In July 2018, a coalition of 23 advocacy groups alleged in a complaint with the FTC that YouTube for years illegally collected data on children’s video viewing.

Under the settlement, YouTube is required to develop and maintain a system that lets channel owners identify “child-directed content” so that YouTube can ensure it complies with COPPA. In addition, Google and YouTube must notify channel owners that their child-directed content may be subject to COPPA’s obligations and provide annual training about complying with COPPA for employees who deal with YouTube channel owners.

YouTube CEO Susan Wojcicki, in a blog post, said that starting in four months, YouTube will treat data from “anyone watching children’s content on YouTube as coming from a child, regardless of the age of the user.” YouTube will also stop serving personalized ads on this content entirely, and it will disable certain features on this type of content, like comments and notifications.

The changes will be implemented within four months to give family and kids creators “who have been building both wonderful content and thriving businesses” time to adjust, according to Wojcicki. “We recognize this won’t be easy for some creators and are committed to working with them through this transition and providing resources to help them better understand these changes,” she wrote. YouTube, under the regulatory settlement, is required to implement the changes by early 2020.

To help offset lost ad revenue for YouTube kid-oriented channels, YouTube also is establishing a $100 million fund, to be distributed over three years, dedicated to the creation of “thoughtful, original children’s content on YouTube and YouTube Kids globally,” Wojcicki wrote.

Additionally, under the terms of the regulatory settlement, Wojcicki said YouTube is introducing new, mandatory annual training for teams about its requirements related to children’s usage of YouTube. “We continue to recommend parents use YouTube Kids if they plan to allow kids under 13 to watch independently,” Wojcicki added.

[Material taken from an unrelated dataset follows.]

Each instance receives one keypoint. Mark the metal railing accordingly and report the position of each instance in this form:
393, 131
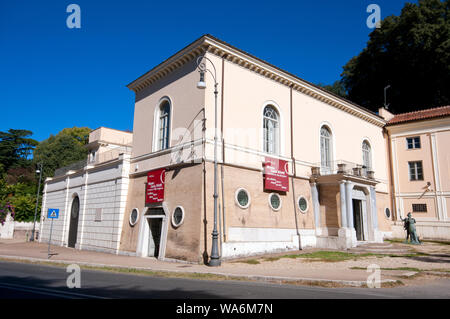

The FTC’s vote to approve the YouTube settlement over alleged COPPA violations broke along party lines, with the agency’s three Republican commissioners voting for it and the two Democrat appointees opposing it. FTC commissioner Rohit Chopra, one of the Democrats, argued that the provisions of the settlement were insufficient and noted that the $170 million fine wasn’t even significant enough to prompt Google to issue a warning to investors.

“Financial penalties need to be meaningful or they will not deter misconduct,” Chopra wrote in a statement on the Google/YouTube settlement. He added that YouTube’s proposal that creators be required to flag whether content is aimed at kids “may have the perverse effect of allowing Google to pin the blame on content creators” for COPPA violations. “Absent an enforceable commitment from Google that it will fundamentally change its business practices to ensure that child-directed content is not subject to impermissible data harvesting, children will still be at risk.”

The settlement requires Google and YouTube to pay $136 million to the FTC and $34 million to New York State.

Previously, the biggest FTC fine in a case alleging COPPA violations came earlier this year in a $5.7 million fine against TikTok, the short-form video app owned by China’s Bytedance, over allegations that predecessor app Musical.ly violated the law by failing to get parental consent for users who were under 13.

Kids’ content on YouTube is hugely popular. A study by the Pew Research Center released last month, analyzing English-language YouTube videos from the platform’s largest channels during the first week of January 2019, found that videos featuring a children who appeared to be under the age of 13 received nearly three times as many views on average as other types of videos.